Туннель — страница 17 из 60

Под конец шла еще одна маленькая картина: Аллан и Хобби обходят место стройки в Нью-Джерси.

Каждую неделю «Эдисон-Био» демонстрировала новый туннельный фильм, и под конец всегда появлялся Аллан собственной персоной.

Если раньше имя Аллана значило не больше имени любого летчика-рекордсмена: сегодня его чествуют, завтра он ломает себе шею, а послезавтра о нем забывают, — то теперь публика связывала с именем Аллана и с его делом определенные и ясные представления.
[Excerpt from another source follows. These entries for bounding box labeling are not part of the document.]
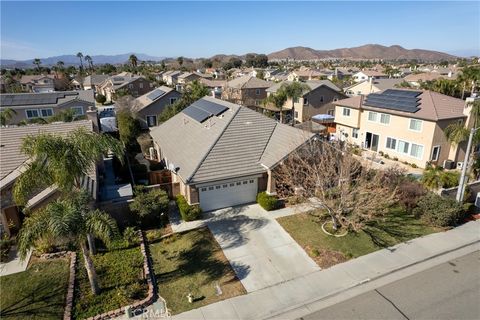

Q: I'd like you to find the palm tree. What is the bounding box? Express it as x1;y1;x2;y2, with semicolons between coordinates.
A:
263;90;287;123
18;192;118;295
0;108;17;126
33;58;42;72
85;55;93;71
128;54;138;70
77;52;83;70
280;81;310;127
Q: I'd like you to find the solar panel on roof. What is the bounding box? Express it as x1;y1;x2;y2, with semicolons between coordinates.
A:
182;105;211;123
147;89;165;101
193;100;228;116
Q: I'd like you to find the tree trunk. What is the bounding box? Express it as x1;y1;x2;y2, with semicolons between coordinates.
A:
80;241;100;295
87;233;97;255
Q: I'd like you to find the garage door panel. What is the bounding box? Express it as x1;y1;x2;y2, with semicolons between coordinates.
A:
200;178;257;211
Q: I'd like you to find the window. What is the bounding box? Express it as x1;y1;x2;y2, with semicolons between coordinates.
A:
409;119;423;131
431;146;440;161
397;140;410;154
147;116;157;127
352;128;360;139
410;143;423;159
40;108;53;117
25;109;38;119
385;138;397;150
380;113;390;124
72;107;83;116
368;111;377;122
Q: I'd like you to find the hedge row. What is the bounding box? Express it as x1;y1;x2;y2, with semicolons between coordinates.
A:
177;195;202;221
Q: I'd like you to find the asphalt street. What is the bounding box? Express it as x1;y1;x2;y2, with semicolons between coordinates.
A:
300;251;480;320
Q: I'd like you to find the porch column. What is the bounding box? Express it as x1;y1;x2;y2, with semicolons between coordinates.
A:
267;170;277;195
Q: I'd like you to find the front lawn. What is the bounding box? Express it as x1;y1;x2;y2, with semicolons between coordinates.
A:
0;258;70;319
278;208;440;268
74;241;148;319
150;228;246;314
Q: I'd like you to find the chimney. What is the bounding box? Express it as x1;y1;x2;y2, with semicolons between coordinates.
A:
87;107;100;133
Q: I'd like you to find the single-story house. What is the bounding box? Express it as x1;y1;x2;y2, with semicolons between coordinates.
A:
150;97;316;211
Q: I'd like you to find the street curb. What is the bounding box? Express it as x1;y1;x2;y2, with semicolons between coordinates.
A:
261;240;480;320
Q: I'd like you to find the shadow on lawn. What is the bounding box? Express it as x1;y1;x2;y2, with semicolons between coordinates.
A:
155;230;250;285
363;212;426;248
0;282;66;319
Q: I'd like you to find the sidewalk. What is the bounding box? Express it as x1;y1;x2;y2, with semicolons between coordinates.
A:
172;221;480;320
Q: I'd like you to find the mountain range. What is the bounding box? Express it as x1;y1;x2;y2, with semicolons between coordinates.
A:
0;44;457;68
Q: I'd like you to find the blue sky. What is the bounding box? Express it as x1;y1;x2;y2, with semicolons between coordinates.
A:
0;1;480;60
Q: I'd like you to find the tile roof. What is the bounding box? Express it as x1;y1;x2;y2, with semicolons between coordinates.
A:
227;75;272;89
0;120;93;180
150;97;313;183
336;89;466;121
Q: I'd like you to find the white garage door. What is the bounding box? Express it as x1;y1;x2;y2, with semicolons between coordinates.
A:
200;178;257;211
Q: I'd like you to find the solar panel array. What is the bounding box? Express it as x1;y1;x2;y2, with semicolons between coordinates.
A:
183;100;228;123
147;89;165;101
0;92;78;107
364;89;421;113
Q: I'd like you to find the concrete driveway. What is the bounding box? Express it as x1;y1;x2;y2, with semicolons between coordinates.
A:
206;204;320;292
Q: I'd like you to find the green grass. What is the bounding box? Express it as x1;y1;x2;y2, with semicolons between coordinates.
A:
150;228;246;314
74;242;147;319
278;208;440;268
0;258;70;320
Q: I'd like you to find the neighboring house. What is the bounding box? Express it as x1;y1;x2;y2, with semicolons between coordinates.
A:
344;78;403;97
0;120;98;235
352;70;388;82
0;90;95;125
20;74;55;93
257;80;346;122
96;75;153;101
335;89;472;168
150;97;315;211
133;86;181;128
404;72;456;88
222;75;272;108
83;74;110;90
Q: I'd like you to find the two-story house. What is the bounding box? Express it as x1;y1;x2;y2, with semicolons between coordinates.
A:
222;75;272;108
97;75;153;101
264;80;346;122
0;90;95;125
133;86;181;128
335;89;472;168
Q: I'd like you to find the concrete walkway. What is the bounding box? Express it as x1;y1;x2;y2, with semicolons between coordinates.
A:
172;221;480;320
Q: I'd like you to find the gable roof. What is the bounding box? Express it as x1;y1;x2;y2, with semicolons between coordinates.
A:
266;80;341;94
336;89;466;121
0;120;93;182
151;97;313;183
227;75;272;89
134;86;175;111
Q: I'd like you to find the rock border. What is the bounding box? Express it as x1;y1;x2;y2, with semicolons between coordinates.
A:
63;252;77;320
84;231;156;320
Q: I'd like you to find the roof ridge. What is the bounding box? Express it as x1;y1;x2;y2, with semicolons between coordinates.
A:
185;106;242;183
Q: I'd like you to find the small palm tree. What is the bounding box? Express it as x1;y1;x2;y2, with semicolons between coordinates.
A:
280;81;310;127
263;90;287;123
128;54;138;70
77;52;83;70
18;192;118;295
0;108;17;126
33;58;42;72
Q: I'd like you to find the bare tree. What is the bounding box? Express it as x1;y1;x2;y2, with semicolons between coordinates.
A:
274;139;397;231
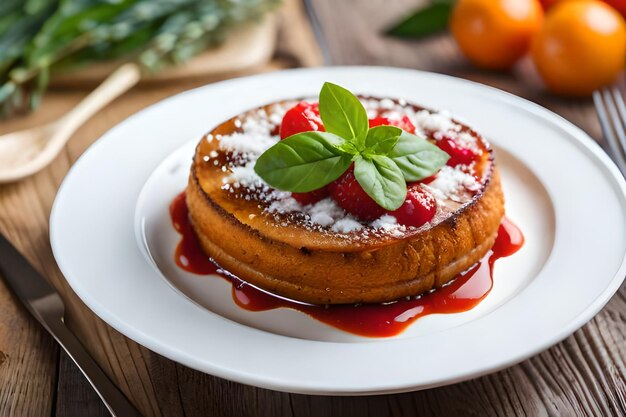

За четыре дня до рождества Нью-Йорк и другие большие и маленькие города Соединенных Штатов были наводнены огромными плакатами, перед которыми, несмотря на предпраздничную лихорадочную суету, останавливались толпы народа. На этих плакатах красовался феерический город, море домов с птичьего полета. Ни один смертный ничего подобного не видел ни во сне, ни наяву. Посреди этого города, нарисованного в светлых тонах (таким бывает Нью-Йорк в легкой дымке солнечного утра), раскинулся грандиозный вокзал, по сравнению с которым речная станция на Гудзоне или Центральный и Пенсильванский вокзалы казались просто игрушками. От него разветвлялись уходившие вглубь пути. Они так же, как и главный путь, который вел к устью туннеля, были перекрыты бесчисленными мостами, обрамлены парками с фонтанами, утопавшими в цветах террасами. Толпа тысячеоконных небоскребов сгрудилась вокруг вокзальной площади: отели, магазины, банки, конторы. По бульварам и широким улицам, кишевшим людьми, мчались автомобили, трамвайные вагоны, поезда подземной дороги. Бесконечные кварталы города терялись в туманной дали горизонта. На переднем плане слева были изображены сказочные портовые сооружения, амбары, доки, набережные, где кипела работа, и пароходы теснились труба к трубе, мачта к мачте, справа — бесконечный солнечный пляж с тысячами шезлонгов и плетеных кресел, а позади — огромные и роскошные курортные отели. И под изображением этого ослепительного, сказочного города стояла надпись: «Город Мака Аллана через десять лет». Верхние две трети гигантского плаката занимало залитое солнцем небо. А совсем наверху, у самого края плаката, скользил аэроплан величиной с чайку. Можно было заметить, что пилот сбрасывал за борт что-то сначала казавшееся песком, потом быстро увеличивавшееся, порхавшее в воздухе, разлетавшееся все шире, — было видно, что это листовки, а над самым городом некоторые из них уже настолько увеличились в размере, что можно было отчетливо прочесть на них: «Покупайте строительные участки!»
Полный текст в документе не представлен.